Engagement is a key goal for Palmer’s work at World Youth Day. He’ll be posting video blogs and audio podcasts, tweeting and retweeting posts and shooting Facebook Live videos, so people back home can join the conversation with the pilgrims and bishops.

Palmer said the fact that Pope Francis’ visit to the United States this past fall reached millions via social media demonstrates not only the pope’s popularity, but that there is a hunger for people from all backgrounds to connect with each other about their faith, something that will unfold in a dramatic way with Pope Francis and the pilgrims at World Youth Day.

“We’re following the digital rock star. He (Pope Francis) has the most engaged account on Twitter, and he had the fastest growing Instagram account,” said Sarah Yaklic, the director of digital media for the Archdiocese of Washington.

She noted that Pope Francis’ goal, and the goal of World Youth Day, is to gain followers for Jesus, not social media followers for the pope.

Yaklic, who will be in Kraków leading her archdiocese’s social media efforts at World Youth Day, advised digital pilgrims to connect on social media with communities they want to be with, for example, pilgrims from their diocese or parish attending the international gathering, or with Catholic media covering the event.

She agrees with Palmer that the digital experience is all about engaging people, so digital pilgrims, like their counterparts at the scene, are on the move.

“If you see something that moves you, share it on your personal platform.

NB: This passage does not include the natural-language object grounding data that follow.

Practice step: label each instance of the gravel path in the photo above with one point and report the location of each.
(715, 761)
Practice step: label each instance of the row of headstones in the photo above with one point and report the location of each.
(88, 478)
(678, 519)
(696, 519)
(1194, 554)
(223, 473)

If you see a tweet or words that move your heart, retweet that, or if you read a blog that resonates with you, share it on your Facebook page or email it to a family member or friend,” Yaklic said.

The Archdiocese of Washington has a special World Youth Day Twitter account at #usapilgrim, which includes prayer requests that Washington-area pilgrims will bring with them to Poland, and its social media team will be posting videos, photos and quotes to share the story of their pilgrims’ journey from their July 22 departure at Dulles International Airport to their arrival in Kraków.

They will also chronicle their group’s subsequent pilgrimage experiences at the former Auschwitz concentration camp and at sites related to the life of St. John Paul II, the founder of World Youth Day, and St. Faustina Kowalksa, who received the Divine Mercy message, and also to the famous shrine of Our Lady of Czestochowa.

That archdiocese’s digital team will also connect via social media with pilgrims attending the Kraków in the Capital stateside event in Washington, and will record D.C. pilgrims’ reactions to the major events at World Youth Day, including the nine-mile walk to the site of the prayer vigil and closing Mass with Pope Francis.

“If we use digital platforms to invite people on the journey with us, that’s a powerful gift,” said Yaklic.

But she emphasized that digital pilgrims at some point need to put their phones down, to pray about what they’re experiencing, to talk with others about it, and later to go out and serve those in need.

Digital pilgrims, she said, must recognize that their mobile phones are ultimately a tool, and the digital highway is a road, “to lead us to an encounter with Jesus Christ.”

Yaklic added, “Jesus didn’t call us to a relationship with our phones or devices. He calls us to be in a relationship with him and each other.”

Like the pilgrims who told their tales on the road to Canterbury, today’s World Youth Day pilgrims gathering in Kraków and joining the journey on the digital highway will have a story to share, but this time on social media.